16 Feb 2011
TROPICAL Cyclone Carlos has dumped more rain on Darwin in a 24-hour period than Cyclone Yasi inflicted on any town in a single day.
Weather Channel senior meteorologist Dick Whitaker said Darwin recorded a total of 339.6mm of rain during the 24 hours ending at 9am today.
"This is an all time 24 hour rainfall record for the city," he said.
"The intensity of the cyclone may not change over the next 24 hours, but due to its slow movement, Carlos will remain a significant threat to Darwin, both in terms of flooding and wind damage".
Streets are flooded and a house and an ambulance have been crushed by falling trees as Cyclone Carlos bears down on Darwin.
Bars and pubs have been ordered to close tonight for safety reasons, and Darwin Airport has been closed.
Darwin and the Tiwi Islands continue to be lashed by heavy rain and strong winds, as category one Cyclone Carlos nears the coast.
Residents have been advised to formulate a plan of action.
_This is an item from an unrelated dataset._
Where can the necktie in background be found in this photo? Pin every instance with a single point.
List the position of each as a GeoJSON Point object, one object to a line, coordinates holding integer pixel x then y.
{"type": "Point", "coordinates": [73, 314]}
Read more: http://www.news.com.au/national/darwin-battens-down-as-cyclone-fears-grow/story-e6frfkvr-1226006689829#ixzz1E6pr5d00
UPDATE 4pm: DARWIN residents are being warned about tidal surges and some have been evacuated at Cyclone Carlos hits the city.
Residents have been told to prepare for a huge tidal surge late this afternoon, with dozens of homes already damaged by the category 1 storm.
Several homes are already inundated amid widespread power blackouts, while trees have been ripped out of the ground by the wild weather.
At last report 9000 homes were without power, schools were shut, and authorities warned of a "massive tide" late this afternoon.
Continuous rain continues to pelt the city as coastal residents were told to prepare their evacuation plans.
Residents in low-lying coastal areas of Darwin have been warned their homes could be inundated by water as Tropical Cyclone Carlos continues to track north over the Northern Territory coast.
A cyclone warning is now current for coastal areas from Daly River Mouth to Goulburn Island, including Darwin, Croker Island and the Tiwi Islands.
Some residents in the Darwin suburb of Rapid Creek were evacuated last night, as swollen creeks damaged roads and caused power outages.
“This high tide, accompanied by possible storm surge, could result in the inundation of low-lying coastal areas such as Rapid Creek, Nightcliff and surrounding suburbs, an Northern Territory Emergency Service (NTES) spokeswoman said today.
“Members of the Northern Territory Police Force will be door-knocking this area to advise residents of the high tides over the next 24 to 36 hours.''
Much of the water that flooded roads on Tuesday subsided overnight, but the waterfront suburbs was littered with large trees wrenched from the sodden ground.
Long queues of people waited to get petrol and refill their gas bottles, ignoring calls from authorities to stay off the roads.
Others have stripped supermarkets of basic supplies.
Welfare shelters, which are not suitable to use as cyclone shelters, have been opened across the region for people forced to evacuate their homes due to fallen trees and storm surge activity.
A handful of homeless people, commonly referred to in the Territory as “long-grassers'', were escorted by police to a pavilion at the Darwin Showgrounds.
Northern Territory Emergency Services and Chief Minister Paul Henderson detailed the storm threat this morning, the Northern Territory News reports.
Mr Henderson warned Darwin residents to be careful even though it appeared conditions were easing.
Rain and wind is still expected to pick up dramatically this afternoon, he said.
"These events are very unpredictable," he said.
"This is going to evolve over the next couple of days, and I would ask everybody to get prepared."
The Met Bureau said there was "cyclone-like" wind and rain overnight.
Duty forecaster Mark Kersemakers said a tropical low was travelling along the coast less than 30km west of Darwin this morning.
Record torrential rain and winds up to 98km/h brought down power lines, toppled trees and caused widespread flooding.
Darwin International Airport and East Arm Wharf were closed.
Schools from Adelaide River to the Tiwi Islands and many workplaces were also shut.
Several traffic lights were out. Homes were inundated with water.
A crabber was rescued by Careflight after setting off his Epirb at Saltwater Arm.
And a yachtie was rescued in Darwin Harbour after his vessel broke its moorings.
A drink-driver from Jingili was arrested after running into a police van. He returned a blood-alcohol reading of .087.
A St John officer was injured when an ambulance carrying a patient was hit by a falling tree at Royal Darwin Hospital.
Early morning commuters found several main roads blocked by fallen trees and floodwater.